Ad essere prosciolto, fra gli altri, l’ex provveditore delle opere pubbliche della Liguria, Piemonte e Valle d’Aosta Roberto Ferrazza
La gip, dopo una quindicina di serrate udienze in incidente probatorio in cui si sono confrontati i consulenti di parte sui progetti che hanno interessato la diga crollata ha pronunciato il dispositivo che vede la condanna lieve dei due relatori e del rup del primo progetto. Ad essere prosciolto, fra gli altri, l’ex provveditore delle opere pubbliche della Liguria, Piemonte e Valle d’Aosta Roberto Ferrazza già a processo per il crollo del ponte Morandi e sotto indagine per una serie di appalti dati in cambio di piccoli regali. L’inchiesta era partita subito dopo il disastro e ha puntato da subito sul primo progetto fatto nei primi anni duemila quando venne previsto di allungare la diga di 80 metri e di farle raggiungere i tre di altezza. Secondo l’accusa e secondo quanto emerso dell’incidente probatorio venne realizzato il muro paraonde privo di armatura, che era crollato a causa dell’urto delle onde.
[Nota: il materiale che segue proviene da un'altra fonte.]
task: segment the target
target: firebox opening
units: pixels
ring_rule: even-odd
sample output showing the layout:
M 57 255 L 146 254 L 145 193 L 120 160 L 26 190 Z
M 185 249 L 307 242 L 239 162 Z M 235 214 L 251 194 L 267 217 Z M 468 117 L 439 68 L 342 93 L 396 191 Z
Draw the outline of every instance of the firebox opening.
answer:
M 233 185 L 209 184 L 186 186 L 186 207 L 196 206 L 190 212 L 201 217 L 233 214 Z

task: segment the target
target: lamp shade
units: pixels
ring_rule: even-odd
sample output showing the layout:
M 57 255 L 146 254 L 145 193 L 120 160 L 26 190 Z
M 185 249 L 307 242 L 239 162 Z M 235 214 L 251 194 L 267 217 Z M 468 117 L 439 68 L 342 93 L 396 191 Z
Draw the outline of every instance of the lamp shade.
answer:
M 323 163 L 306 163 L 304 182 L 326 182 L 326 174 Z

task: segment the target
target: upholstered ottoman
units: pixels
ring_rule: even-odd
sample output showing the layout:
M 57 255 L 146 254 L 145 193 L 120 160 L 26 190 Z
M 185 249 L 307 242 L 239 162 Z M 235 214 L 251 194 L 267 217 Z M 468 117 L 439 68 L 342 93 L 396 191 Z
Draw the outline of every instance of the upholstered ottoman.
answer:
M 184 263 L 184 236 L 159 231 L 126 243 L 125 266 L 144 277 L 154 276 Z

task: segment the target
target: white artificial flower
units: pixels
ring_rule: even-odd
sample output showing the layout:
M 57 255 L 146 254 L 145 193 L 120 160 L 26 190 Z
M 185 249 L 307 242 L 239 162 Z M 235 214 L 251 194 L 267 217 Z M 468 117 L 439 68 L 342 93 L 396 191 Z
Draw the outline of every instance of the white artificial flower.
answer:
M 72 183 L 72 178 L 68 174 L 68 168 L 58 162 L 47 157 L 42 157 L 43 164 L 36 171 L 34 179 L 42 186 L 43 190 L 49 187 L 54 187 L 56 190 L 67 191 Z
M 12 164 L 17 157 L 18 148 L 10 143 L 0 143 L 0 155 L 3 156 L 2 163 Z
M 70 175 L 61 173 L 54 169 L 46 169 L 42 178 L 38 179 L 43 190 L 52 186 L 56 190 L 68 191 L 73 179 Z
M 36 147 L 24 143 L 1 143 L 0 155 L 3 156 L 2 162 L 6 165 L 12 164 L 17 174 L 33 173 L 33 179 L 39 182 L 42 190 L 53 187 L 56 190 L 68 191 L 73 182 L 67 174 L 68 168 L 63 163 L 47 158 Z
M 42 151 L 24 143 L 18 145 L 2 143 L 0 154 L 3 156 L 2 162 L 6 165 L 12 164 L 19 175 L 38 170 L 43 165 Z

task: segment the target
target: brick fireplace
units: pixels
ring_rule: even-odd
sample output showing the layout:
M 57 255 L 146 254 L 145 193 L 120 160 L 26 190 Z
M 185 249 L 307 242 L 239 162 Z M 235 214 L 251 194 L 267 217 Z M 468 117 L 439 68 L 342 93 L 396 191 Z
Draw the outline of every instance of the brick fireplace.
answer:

Secondo il pm c’era però una responsabilità di chi in seguito aveva dato il via libera a un secondo progetto di rinforzo a causa della mancata una verifica di sicurezza, ma in questo caso la giudice è arrivata alla conclusione che il secondo progetto era migliorativo ed era stato correttamente eseguito, da cui il proscioglimento fra gli altri del ex provveditore. Tutti gli imputati sono stati assolti dal secondo capo di imputazione, quello di naufragio in quanto secondo quanto emerso le barche erano affondate già prima del crollo del molo.